Isn’t it good to plant trees?
It’s even better to leave native forests standing and let them absorb more carbon as they regrow to maturity. But, under the government’s carbon accounting system, native forests are not credited as carbon stores but plantations established after 1990 are.
That means plantations will be left standing while native forests are cut down.
It needs to be the other way around because we need permanent carbon storage, which is what you get in self-regenerating, resilient natural ecosystems. The only kind of replanting that should attract incentives is re-establishment of permanent native vegetation.

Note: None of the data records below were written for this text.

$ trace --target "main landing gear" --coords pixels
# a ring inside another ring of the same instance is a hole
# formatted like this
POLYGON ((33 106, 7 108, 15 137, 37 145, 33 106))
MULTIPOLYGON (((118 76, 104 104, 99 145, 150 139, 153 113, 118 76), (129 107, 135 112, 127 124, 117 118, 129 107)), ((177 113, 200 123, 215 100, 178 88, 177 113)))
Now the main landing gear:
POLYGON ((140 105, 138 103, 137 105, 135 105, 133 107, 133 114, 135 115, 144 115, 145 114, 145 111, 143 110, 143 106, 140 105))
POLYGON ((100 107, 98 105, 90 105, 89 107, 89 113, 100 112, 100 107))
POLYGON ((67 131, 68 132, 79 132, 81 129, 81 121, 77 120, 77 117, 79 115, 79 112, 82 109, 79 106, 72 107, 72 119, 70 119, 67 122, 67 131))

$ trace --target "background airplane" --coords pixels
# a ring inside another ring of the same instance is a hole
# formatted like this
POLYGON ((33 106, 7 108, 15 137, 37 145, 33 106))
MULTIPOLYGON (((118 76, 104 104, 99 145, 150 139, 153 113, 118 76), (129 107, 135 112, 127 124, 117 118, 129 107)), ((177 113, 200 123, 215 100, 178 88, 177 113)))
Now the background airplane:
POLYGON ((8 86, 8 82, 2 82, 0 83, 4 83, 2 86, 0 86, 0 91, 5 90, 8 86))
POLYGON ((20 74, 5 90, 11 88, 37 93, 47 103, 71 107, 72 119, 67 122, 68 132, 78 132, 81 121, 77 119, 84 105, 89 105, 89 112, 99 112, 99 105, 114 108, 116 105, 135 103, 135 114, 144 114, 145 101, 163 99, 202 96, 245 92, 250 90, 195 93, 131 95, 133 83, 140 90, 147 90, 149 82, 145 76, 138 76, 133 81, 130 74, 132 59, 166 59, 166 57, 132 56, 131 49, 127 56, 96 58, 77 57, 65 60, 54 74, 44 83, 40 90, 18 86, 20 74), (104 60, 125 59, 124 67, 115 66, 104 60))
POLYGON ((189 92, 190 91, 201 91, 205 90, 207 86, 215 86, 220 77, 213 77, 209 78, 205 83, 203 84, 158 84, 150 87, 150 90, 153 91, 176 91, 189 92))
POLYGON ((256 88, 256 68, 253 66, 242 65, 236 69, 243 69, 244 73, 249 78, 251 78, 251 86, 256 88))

What are the down sides to this?
There is nothing in the new changes that enforce growers to leave trees standing as carbon sinks. These poorly considered changes encourage investors to buy farm land cheaply, plant trees and claim carbon credits. Then when food production becomes more lucrative, cut down the trees, release the carbon and grow pasture or crops again. Currently, they would not incur a penalty for cutting down the trees and emitting the carbon. It’s a win-win investment.
Instead of reducing their emissions, large polluters can instead buy land and plant a crop of trees. Tax payers will subsidise the polluters’ cheap mitigation costs. Energy efficiency and renewables get no similar incentives or tax breaks.
There is no guarantee that these tree crops will have a positive impact long term (more vulnerable to disease, fire and corporate fluctuations).
Besides the disruption to rural communities, plantations grown in the wrong places will soak up scarce water, drying out catchments. This will be free water for them at a huge cost to others.
Just as food prices are going up, loss of agricultural land will further increase prices.
Existing plantation growers (who have already received tax deductions as MIS schemes), can choose whether to grow wood or carbon. Even at a relatively low prices of $10-15 a tonne for CO2, carbon looks more lucrative.
The result is that plantations will fill the gap between now and untested plans of pumping coal pollution underground (geosequestration) in 15-20 years time. How neat – Australia can meet its 2020 targets while letting fossil fuel polluters off the hook again.